Круг травяной. И тишина. Ночь догорает, он слышит ее, как и тех, кто живет в ночи. Ходит, не смея переступить границу…
— Она… она не хотела, чтобы они знали, другие люди. Из деревни. Только беременность не скрыть было, хотя она долго скрывала… сама-то большая… крепкая… а живот — не очень… когда братьев носила, то живот был огромный. Отчим еще боялся, чтобы с ней беды не приключилось. В последний месяц повсюду с ней за ручку ходил… а она счастлива была. — Гавриил сглотнул, потому что воспоминания об этом чужом счастье причиняли боль.
Он его разрушил.
И разрушил бы вновь, потому что неправильно, когда счастье на чужой крови… а волкодлаки не умеют иначе.
— Когда меня родила… она испугалась.
— Чего?
— Не знаю. Сказала, что… что думала придушить меня. А потом бы соврала, что младенчик мертвым родился… оно так бывает ведь. А я появился, и… и поняла, что ей самой не жить, если вдруг… и растила…
Гавриил шмыгнул носом. И чего вдруг повело-то? Ведь не обижала его мамка… не била никогда, так, прикрикнет бывало, но и только… и кормила всегда от пуза. Одежку шила.
Только вот… все одно горько.
— А потом он появился… просто пришел.
…все знали, что со старой дороги не след добра ждать. Она-то, построенная в незапамятные времена, когда королевство Познаньское с Хольмом едины были, уводила в самое сердце Серых земель. И ежели по краюшку еще ездили, что купцы, что служивый люд, то на желтые плиты, блестящие, точно только-только положенные, редко кто осмеливался ступать. Говорили, тянет дорога эта самую душу.
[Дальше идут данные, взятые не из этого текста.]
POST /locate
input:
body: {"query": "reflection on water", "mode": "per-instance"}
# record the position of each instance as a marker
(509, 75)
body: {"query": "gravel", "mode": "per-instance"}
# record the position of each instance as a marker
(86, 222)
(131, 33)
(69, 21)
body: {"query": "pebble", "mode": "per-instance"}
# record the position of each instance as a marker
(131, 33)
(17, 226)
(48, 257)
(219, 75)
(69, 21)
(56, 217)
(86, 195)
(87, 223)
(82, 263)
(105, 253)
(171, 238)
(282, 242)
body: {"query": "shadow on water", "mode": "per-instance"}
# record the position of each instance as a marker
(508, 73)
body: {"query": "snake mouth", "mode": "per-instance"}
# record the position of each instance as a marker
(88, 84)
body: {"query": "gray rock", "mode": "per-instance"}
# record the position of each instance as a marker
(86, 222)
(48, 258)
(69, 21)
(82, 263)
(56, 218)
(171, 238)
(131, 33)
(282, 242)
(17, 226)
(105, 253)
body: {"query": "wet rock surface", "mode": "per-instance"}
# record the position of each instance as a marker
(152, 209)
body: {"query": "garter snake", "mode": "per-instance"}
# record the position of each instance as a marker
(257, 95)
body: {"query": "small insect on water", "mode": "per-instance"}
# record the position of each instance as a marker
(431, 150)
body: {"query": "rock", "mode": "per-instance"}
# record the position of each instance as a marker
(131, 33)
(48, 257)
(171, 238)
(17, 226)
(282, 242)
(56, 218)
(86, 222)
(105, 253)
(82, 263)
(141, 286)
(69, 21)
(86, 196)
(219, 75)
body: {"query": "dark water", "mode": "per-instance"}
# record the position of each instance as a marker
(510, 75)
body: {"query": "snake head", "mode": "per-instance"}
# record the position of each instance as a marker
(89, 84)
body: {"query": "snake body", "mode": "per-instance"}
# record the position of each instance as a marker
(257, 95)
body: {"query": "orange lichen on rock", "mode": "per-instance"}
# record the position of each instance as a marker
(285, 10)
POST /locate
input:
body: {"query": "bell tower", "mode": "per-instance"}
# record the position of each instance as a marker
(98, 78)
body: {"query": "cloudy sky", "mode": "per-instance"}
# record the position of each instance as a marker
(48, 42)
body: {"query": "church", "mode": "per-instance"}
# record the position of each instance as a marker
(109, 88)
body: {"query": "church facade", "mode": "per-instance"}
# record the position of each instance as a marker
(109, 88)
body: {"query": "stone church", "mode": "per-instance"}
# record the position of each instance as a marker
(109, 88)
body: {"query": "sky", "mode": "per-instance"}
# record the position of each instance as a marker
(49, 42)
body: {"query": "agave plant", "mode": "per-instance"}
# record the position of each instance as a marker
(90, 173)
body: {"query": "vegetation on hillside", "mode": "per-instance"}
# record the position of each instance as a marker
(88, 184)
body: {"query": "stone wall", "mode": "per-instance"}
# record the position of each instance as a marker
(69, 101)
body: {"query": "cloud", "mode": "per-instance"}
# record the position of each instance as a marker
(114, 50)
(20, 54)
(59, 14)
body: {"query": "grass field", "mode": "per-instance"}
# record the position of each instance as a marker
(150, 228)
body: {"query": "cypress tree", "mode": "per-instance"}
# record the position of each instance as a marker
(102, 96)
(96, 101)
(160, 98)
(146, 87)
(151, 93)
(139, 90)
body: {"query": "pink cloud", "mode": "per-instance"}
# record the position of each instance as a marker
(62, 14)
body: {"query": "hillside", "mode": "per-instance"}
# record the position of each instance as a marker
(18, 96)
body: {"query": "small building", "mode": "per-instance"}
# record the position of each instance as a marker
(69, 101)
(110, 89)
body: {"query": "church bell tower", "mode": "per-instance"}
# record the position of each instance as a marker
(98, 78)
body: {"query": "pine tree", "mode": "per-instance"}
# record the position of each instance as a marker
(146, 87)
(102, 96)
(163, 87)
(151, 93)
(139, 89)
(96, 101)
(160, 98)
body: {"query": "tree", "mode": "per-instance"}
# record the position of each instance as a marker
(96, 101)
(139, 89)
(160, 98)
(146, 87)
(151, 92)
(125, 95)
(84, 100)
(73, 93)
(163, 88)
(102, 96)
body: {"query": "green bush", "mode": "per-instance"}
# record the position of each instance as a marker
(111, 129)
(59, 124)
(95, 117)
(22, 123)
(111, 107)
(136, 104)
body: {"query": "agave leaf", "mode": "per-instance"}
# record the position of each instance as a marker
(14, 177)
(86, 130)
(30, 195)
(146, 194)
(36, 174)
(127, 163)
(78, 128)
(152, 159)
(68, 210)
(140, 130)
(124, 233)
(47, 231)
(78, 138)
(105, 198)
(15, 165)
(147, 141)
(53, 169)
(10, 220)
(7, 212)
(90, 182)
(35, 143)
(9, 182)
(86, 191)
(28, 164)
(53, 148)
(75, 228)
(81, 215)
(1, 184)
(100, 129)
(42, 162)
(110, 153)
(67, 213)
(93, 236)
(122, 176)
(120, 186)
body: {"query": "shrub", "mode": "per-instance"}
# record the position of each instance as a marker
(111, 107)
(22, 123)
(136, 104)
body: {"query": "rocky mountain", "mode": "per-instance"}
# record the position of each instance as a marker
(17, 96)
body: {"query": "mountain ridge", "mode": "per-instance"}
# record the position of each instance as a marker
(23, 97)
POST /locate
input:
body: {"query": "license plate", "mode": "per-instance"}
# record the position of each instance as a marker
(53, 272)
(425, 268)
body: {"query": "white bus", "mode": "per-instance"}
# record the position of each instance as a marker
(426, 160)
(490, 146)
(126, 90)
Гавриил ничего такого не чуял и, случалось, добирался и до желтых плит, и дальше, к реденькому лесочку, за которым и стояли камни.
Они манили его. Звали будто.
Только мамка крепко злилась, когда Гавриил на зов этот шел… и по дороге опять же гулять не велела. А он тем разом мало что гулял, так еще и странника встретил.
Обошел бы, да… неохотно отпускала желтая дорога. И свела небось с умыслом.
— Здравствуй, мальчик, — сказал человек огромного роста. — Куда ты идешь?
— Туда. — Гариил ответил, хотя ж мать запрещала ему разговаривать с незнакомыми людьми.
— И не боишься?
Гавриил помотал головой. О Серых землях сказывали всякое, но… до этого дня рассказы не пугали. Не встречались Гавриилу ни криксы, ни мавки, ни иная нежить…
— Это хорошо. — Человек склонил голову.
Лицо его грубое было некрасиво. Свернутый набок нос. Тяжелый подбородок. А лоб вот низкий, и глаза сидят до того глубоко, что и цвета их не разглядеть — не то серые, не то по-волчьи желтые.
— А где ты живешь, мальчик?
— На хуторе. — И зачем-то добавил: — С мамой.
Человек ощерился улыбкой.
— С ма-мой… а отец твой где?
— Не знаю. Я его никогда не видел…
— Хорошо, — сказал человек и уступил дорогу. — Иди. Но долго не гуляй. Чтобы до темноты дома был, ясно?